Looking back; names like Jean Elvidge, Ethel Cain, Lillian Durram, Jean Gregory Enid Shields, Betty Pike, and Betty Kippax spring to mind. I could rhyme off all the form if I had time.

Domestic Science now that was a subject, how to make stew or vegetable soup was just up my street. Our cookery teachers were Miss Monks and Miss Morris. Again we went in alphabetical order, one half of the class had Miss Monks and the other half would have Miss Morris. Every Tuesday we would cook or clean accordingly. We would take along our washing and when it was dry we would have to iron it for the teacher to examine. Eileen Holmes was the best ironer I have ever seen I was hopeless. We were taught how to clean the cooker by pulling it to bits. Making sure the temperature of the water was just right for whatever we had the wash. We had no washers then, just the white sink, no soap powder, just a bar of soap to rub on the clothes. Wire wool was used to scour pots and pans. We also used vim to clean the sinks. This left a chalky film, which was hard to get off if you didn't rinse the sink properly.

When it was our week for cookery, we would make lovely cakes like chocolate sandwiches, fairy cakes, Queen cakes, Christmas cakes, Scones, Rock Cakes, Ginger cakes and Biscuits. Bread, Teacakes and Flour cakes. I loved it here, I was at home in the kitchen, always proud to show off my wares. We would take the ingredients to school in a wicker basket, with a tea towel over it to cover our cakes or whatever. I would keep glancing in the basket all the way home. The basket would be very heavy if it had a bowl of broth in it. The dish always weighed a ton, it was made of earthenware with a lid on it. My favourite was Pea Soup with Spare ribs or Ham shank - Happy days I thought.

Miss Lowery was our English Teacher.

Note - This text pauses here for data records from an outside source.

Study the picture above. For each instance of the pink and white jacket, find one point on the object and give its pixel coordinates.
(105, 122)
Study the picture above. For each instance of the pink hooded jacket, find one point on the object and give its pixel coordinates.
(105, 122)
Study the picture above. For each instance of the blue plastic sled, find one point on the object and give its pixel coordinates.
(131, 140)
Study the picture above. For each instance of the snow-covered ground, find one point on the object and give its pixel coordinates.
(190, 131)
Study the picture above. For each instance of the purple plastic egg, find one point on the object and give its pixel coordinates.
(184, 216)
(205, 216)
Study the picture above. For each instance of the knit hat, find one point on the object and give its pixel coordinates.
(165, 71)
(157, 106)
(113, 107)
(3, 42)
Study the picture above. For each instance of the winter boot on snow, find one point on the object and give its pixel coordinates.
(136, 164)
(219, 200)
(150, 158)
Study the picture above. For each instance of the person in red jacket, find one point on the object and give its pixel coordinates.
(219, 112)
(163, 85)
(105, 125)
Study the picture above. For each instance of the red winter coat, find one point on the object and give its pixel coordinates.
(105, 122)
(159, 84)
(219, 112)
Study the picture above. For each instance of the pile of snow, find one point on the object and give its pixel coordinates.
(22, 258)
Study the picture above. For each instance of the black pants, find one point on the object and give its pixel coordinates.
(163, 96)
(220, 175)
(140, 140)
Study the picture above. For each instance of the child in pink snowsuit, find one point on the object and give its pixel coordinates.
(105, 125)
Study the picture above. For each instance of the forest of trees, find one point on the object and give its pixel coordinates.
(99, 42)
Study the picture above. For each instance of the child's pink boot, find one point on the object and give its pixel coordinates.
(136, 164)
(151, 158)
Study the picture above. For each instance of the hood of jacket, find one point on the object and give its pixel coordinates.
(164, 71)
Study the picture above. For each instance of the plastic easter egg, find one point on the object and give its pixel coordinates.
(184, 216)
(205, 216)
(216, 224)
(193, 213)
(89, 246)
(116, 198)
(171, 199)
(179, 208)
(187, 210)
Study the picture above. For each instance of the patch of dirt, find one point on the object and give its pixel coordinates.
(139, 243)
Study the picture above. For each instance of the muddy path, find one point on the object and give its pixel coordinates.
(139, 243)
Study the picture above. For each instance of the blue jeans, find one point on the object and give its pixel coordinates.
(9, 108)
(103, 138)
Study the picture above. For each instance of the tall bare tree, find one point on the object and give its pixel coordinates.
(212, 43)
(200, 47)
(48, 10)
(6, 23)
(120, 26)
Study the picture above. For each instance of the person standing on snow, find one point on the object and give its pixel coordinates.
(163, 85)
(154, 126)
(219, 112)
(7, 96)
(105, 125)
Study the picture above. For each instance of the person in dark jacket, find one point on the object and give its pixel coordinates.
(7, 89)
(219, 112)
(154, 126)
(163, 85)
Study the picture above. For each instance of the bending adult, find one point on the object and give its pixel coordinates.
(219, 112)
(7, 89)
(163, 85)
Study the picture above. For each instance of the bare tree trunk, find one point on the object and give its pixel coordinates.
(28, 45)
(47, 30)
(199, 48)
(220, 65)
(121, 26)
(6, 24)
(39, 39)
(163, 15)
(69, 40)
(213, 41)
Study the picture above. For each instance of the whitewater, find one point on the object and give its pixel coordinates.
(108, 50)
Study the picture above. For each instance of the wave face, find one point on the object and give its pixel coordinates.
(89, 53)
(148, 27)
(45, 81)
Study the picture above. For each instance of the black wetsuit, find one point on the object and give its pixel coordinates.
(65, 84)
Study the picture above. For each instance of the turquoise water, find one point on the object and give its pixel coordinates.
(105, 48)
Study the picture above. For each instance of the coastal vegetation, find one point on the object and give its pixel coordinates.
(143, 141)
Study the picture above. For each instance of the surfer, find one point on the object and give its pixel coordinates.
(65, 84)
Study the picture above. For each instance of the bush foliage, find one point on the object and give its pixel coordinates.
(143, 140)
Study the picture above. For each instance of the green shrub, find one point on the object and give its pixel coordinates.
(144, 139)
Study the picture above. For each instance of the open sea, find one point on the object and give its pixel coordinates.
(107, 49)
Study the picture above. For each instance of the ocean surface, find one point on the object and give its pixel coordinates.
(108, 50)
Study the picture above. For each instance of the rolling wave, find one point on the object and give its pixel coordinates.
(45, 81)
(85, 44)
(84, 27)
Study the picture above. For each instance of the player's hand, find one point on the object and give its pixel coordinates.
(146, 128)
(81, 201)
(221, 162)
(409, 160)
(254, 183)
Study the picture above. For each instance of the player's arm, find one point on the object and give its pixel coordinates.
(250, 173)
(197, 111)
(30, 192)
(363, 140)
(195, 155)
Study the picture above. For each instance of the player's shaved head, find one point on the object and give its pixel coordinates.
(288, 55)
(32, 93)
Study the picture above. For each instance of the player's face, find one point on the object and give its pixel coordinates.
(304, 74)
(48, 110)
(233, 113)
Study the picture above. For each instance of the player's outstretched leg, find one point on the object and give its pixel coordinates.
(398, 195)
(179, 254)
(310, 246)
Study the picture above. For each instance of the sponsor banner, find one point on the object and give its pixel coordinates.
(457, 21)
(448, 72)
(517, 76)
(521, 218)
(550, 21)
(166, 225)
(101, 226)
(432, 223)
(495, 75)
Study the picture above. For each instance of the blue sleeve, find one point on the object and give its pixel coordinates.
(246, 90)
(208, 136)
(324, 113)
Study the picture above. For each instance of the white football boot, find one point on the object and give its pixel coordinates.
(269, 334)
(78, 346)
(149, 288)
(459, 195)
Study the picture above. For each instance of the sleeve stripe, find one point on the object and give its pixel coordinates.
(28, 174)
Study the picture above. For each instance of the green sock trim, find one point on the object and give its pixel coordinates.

Every morning she would start the day with a drink of water. This to me seemed very odd. She was a nice person, with a good complexion, slight built, with her hair plaited and twisted around her ears. She was quiet spoken and very calm. I never once remember her losing her temper or even raising her voice. She was a very good teacher. To show us when to put a 'H' before a word she would say the phrase, "Has the dog got lost", I felt like answering "No, he has been found". I found the English language easy to say but hard to write down. All the words that sound the same but are spelt differently.

Every Friday we had Art and Craft. Miss Agnew was our teacher for these subjects. To me she appeared to be too old for her job. She would lean on the radiator in the front of the class, her hand would clasp at her back, and she shaped her mouth as if blowing pouting her lips. She was plump, with a stern face. She wore a skirt and blouse with flat shoes, with her hair combed back neatly, she would gaze often through the window. Yet she could still see who was misbehaving in class. I came to believe she had eyes in the back of her head.

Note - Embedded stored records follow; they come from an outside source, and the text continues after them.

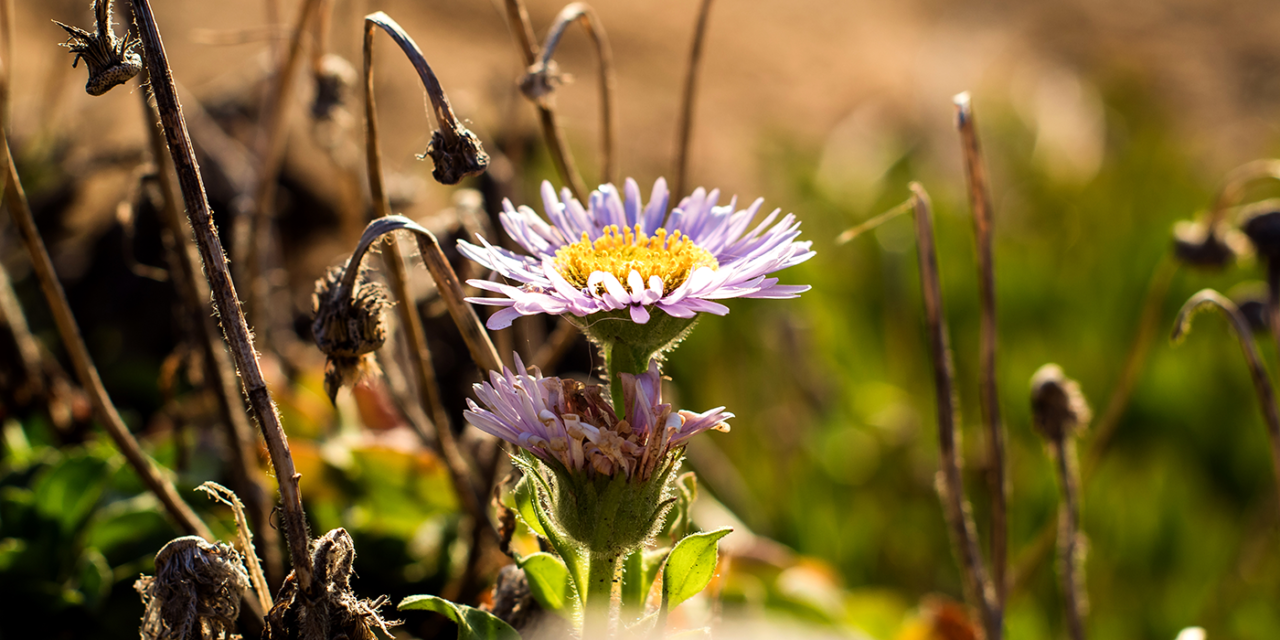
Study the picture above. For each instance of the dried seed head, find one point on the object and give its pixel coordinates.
(347, 328)
(1194, 246)
(333, 609)
(195, 593)
(542, 80)
(456, 155)
(1057, 406)
(110, 59)
(1261, 223)
(333, 86)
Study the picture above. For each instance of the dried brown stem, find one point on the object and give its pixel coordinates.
(219, 370)
(234, 328)
(517, 18)
(979, 199)
(1063, 451)
(950, 483)
(544, 74)
(1257, 371)
(685, 128)
(78, 353)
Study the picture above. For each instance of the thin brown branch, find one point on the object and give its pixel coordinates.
(227, 304)
(1257, 371)
(950, 484)
(542, 78)
(979, 199)
(685, 127)
(105, 411)
(517, 18)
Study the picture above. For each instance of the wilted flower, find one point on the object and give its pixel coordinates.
(571, 424)
(621, 255)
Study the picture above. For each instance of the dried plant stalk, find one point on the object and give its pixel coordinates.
(234, 328)
(979, 199)
(78, 353)
(950, 485)
(517, 18)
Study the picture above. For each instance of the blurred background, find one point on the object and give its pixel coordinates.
(1102, 124)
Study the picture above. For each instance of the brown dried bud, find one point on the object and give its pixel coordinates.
(347, 328)
(1261, 223)
(1194, 246)
(334, 80)
(456, 156)
(1057, 406)
(110, 59)
(195, 593)
(333, 609)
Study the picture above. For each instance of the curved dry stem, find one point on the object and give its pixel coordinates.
(685, 128)
(78, 353)
(950, 484)
(524, 32)
(1210, 298)
(234, 328)
(1235, 183)
(979, 199)
(540, 81)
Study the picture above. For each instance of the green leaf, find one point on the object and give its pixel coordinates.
(472, 622)
(549, 581)
(639, 571)
(68, 492)
(690, 567)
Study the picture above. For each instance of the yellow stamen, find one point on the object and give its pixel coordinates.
(621, 251)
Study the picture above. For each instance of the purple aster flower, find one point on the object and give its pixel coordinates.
(574, 424)
(620, 254)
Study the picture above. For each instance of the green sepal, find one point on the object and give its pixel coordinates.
(690, 567)
(639, 571)
(472, 622)
(551, 584)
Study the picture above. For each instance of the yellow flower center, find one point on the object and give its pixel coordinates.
(621, 251)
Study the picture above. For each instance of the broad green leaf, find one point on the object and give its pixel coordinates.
(549, 581)
(690, 567)
(639, 571)
(68, 492)
(472, 622)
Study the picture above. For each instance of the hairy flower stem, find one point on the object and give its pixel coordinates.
(517, 18)
(1063, 449)
(105, 411)
(979, 199)
(685, 128)
(542, 71)
(1257, 371)
(219, 370)
(227, 304)
(600, 608)
(950, 484)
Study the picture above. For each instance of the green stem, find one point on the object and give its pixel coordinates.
(599, 606)
(622, 359)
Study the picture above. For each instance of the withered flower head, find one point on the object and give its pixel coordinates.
(1057, 406)
(195, 593)
(110, 59)
(333, 609)
(347, 328)
(456, 154)
(1194, 246)
(1261, 223)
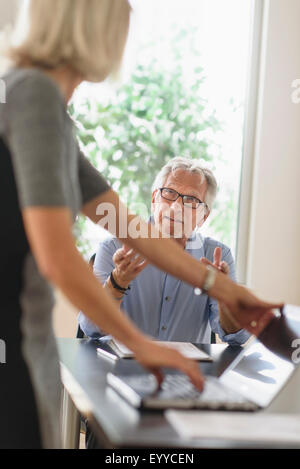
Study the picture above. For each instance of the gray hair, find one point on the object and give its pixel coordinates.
(192, 166)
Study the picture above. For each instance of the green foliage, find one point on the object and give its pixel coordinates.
(156, 115)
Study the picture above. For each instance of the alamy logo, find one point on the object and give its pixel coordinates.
(2, 92)
(2, 352)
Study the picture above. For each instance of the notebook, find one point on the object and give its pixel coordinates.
(187, 349)
(272, 428)
(250, 383)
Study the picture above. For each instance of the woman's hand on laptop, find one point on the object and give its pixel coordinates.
(128, 264)
(218, 264)
(153, 356)
(243, 307)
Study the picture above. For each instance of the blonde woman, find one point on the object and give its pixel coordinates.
(44, 182)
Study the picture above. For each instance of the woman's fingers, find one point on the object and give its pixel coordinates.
(155, 356)
(217, 256)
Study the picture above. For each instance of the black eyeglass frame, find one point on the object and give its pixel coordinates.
(182, 197)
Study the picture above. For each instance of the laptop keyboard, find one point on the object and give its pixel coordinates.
(178, 391)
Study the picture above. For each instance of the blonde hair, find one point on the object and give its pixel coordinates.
(87, 35)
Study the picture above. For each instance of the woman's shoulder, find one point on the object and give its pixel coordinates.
(31, 83)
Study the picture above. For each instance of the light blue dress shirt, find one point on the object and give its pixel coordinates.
(163, 306)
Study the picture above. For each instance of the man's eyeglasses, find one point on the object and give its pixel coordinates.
(187, 200)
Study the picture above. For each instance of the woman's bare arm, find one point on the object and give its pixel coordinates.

In art she was a first class drawer, and very nimble with her fingers. Her shading was first class even though her hands shook. Miss Agnew always said draw what you see, even though the flex on the light looked at the wrong angle. It took ages for me to draw a daffodil at the front of the classroom. In due respect if I'm honest, Miss Agnew was a good teacher. I sometimes felt sorry for her, she seemed ancient to me. I remember once all the class had to draw a feather, which was placed on the desk in front of us. She drew the feather in ten seconds flat without any trouble. Just smiling as I struggled all through that lesson and the next. To draw a perfect circle was no trouble at all to her. I realise now why she was such a good teacher, to draw was a great gift.